Over the years, I’ve realized I’m simply a more disciplined person when my husband is around. It’s not that I’m putting on a show or feel pressure to “be good” under my spouse’s watchful eye. It’s that having a partner spurs me on to live the best version of my life, knowing it’s lived with and for someone else. So although I might sometimes daydream about the pleasures of the single life—the total self-determination or the ease of letting housework slide—if I’m honest, I truly value (and probably need) a partner to keep me in check.

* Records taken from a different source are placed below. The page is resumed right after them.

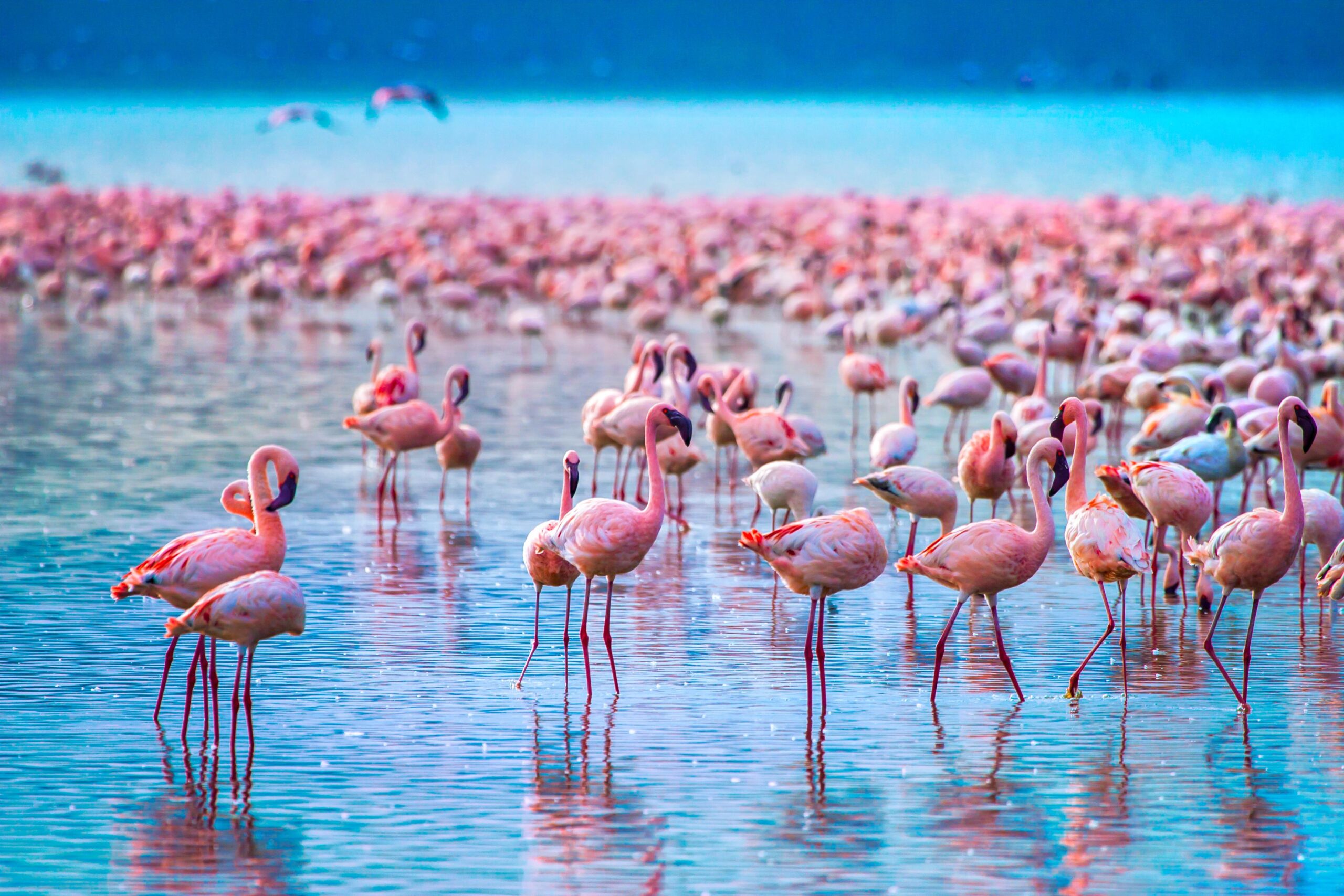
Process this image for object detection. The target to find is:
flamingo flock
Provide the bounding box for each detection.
[81,189,1344,739]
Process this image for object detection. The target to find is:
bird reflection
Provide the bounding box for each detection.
[523,697,665,896]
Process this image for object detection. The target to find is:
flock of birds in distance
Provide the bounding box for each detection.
[8,187,1344,740]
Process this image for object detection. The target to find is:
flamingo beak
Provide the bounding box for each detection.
[1049,451,1068,497]
[266,473,298,513]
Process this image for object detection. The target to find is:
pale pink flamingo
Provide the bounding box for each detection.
[374,321,425,407]
[738,508,887,724]
[840,324,891,440]
[111,445,298,737]
[1184,396,1316,712]
[957,411,1017,523]
[868,376,919,470]
[164,570,304,751]
[513,451,579,688]
[897,439,1083,702]
[540,402,691,699]
[1051,398,1149,697]
[343,365,470,523]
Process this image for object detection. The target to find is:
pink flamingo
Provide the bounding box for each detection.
[840,324,891,440]
[343,365,470,523]
[738,508,887,724]
[111,445,298,737]
[513,451,579,688]
[374,321,425,407]
[1185,396,1316,712]
[957,411,1017,523]
[897,438,1082,702]
[164,570,304,751]
[540,402,691,699]
[1051,398,1149,697]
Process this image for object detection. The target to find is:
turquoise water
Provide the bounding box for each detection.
[8,94,1344,200]
[0,301,1344,894]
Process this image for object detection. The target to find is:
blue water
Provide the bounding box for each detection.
[0,300,1344,894]
[8,94,1344,200]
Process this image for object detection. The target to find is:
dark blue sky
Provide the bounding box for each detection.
[8,0,1344,97]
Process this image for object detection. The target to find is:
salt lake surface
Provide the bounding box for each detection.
[0,302,1344,894]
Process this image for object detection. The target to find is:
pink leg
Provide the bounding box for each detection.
[929,594,970,702]
[513,583,542,688]
[1065,582,1124,697]
[985,594,1021,702]
[602,575,621,694]
[154,636,180,724]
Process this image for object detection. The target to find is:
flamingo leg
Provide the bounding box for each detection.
[1204,587,1246,707]
[985,594,1021,702]
[513,582,542,688]
[154,636,180,725]
[602,575,621,696]
[1065,581,1124,699]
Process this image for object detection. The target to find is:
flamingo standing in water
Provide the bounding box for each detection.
[343,365,470,523]
[513,451,579,688]
[111,445,298,737]
[164,570,305,751]
[738,508,887,724]
[1185,396,1316,712]
[540,402,691,699]
[840,324,891,442]
[1051,398,1149,697]
[897,438,1082,702]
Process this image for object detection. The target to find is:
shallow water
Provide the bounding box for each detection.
[0,305,1344,893]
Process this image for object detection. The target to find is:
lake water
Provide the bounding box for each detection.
[0,303,1344,894]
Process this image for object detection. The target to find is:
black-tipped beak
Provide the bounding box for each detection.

I first realized this when my husband began to travel for work. Left to my own devices, I found my parenting of our three kids taking a nosedive. Granted, single parenting, even temporarily, is undeniably stressful. But a spike in stress isn’t the only thing that erodes my mommy loving-kindness when I’m the only parent present. With no second pair of eyes on my interactions with my kids, I tend to “let it all hang out”—and not in a good way. Little frustrations quickly escalate into major issues, and before I know it, I’ve screamed myself hoarse or said hurtful words I can’t take back. Having my husband as a co-parent gives me a confederate to discuss discipline with, or to ask to step in when I’ve gone too far. Even if all he offers is a listening ear to vent my frustrations to, that’s a crucial service I know I need.
Without a partner around, I’ve also noticed my tendency to get a bit lax when it comes to the care of our home. Who cares about a clean house when it’s just me and my grade school-aged kids? They’re certainly not complaining when I “forget” to make them put away their dirty socks. But while it may not be a serious failing to let a mess pile up, eventually a sink full of dishes and a living room littered with Nerf darts take a toll on my mental health, and I realize I probably should have taken care of them sooner. A fellow stockholder in the home keeps me alert to the state of my environment—and everyone benefits from the cleaner, tidier home that results.
While I can sometimes give myself a pass for relaxing my cleaning standards when my husband’s away, often deeper matters are at stake. How do I spend my free time when there’s no one around to see? I’ll waste hours on a marathon of lame TV I don’t even care about or sit glued to social media on my phone. And when I’m flying solo for a week or two, I don’t always take care of myself like I normally would, either. Cake for dinner with an extra glass of wine — why not? With my husband present, though, I’m reminded that someone else in this world has an investment in my body—its health and its appearance—motivating me to do right by my physical self.
Finally, I find having a partner keeps me accountable to make better decisions. Alone, I get lost in the echo chamber of my own thoughts and beliefs. My husband brings a unique perspective and a different type of wisdom that helps me see decisions from a fresh angle. When I wonder if it will be too hard on our family if I take on another big work project, or whether I need to have a difficult confrontation with a friend, the person who knows me through and through offers the best insight on such questions.
Our job as Catholic spouses is to help each other reach heaven. Lovingly keeping each other on track physically, mentally, and spiritually paves this path to holiness. So while romantic love, financial security, or having someone to “Netflix and chill” with may all be nice perks of a partnered life, I’ve come to believe that accountability is the secret weapon—and unsung hero—of my marriage.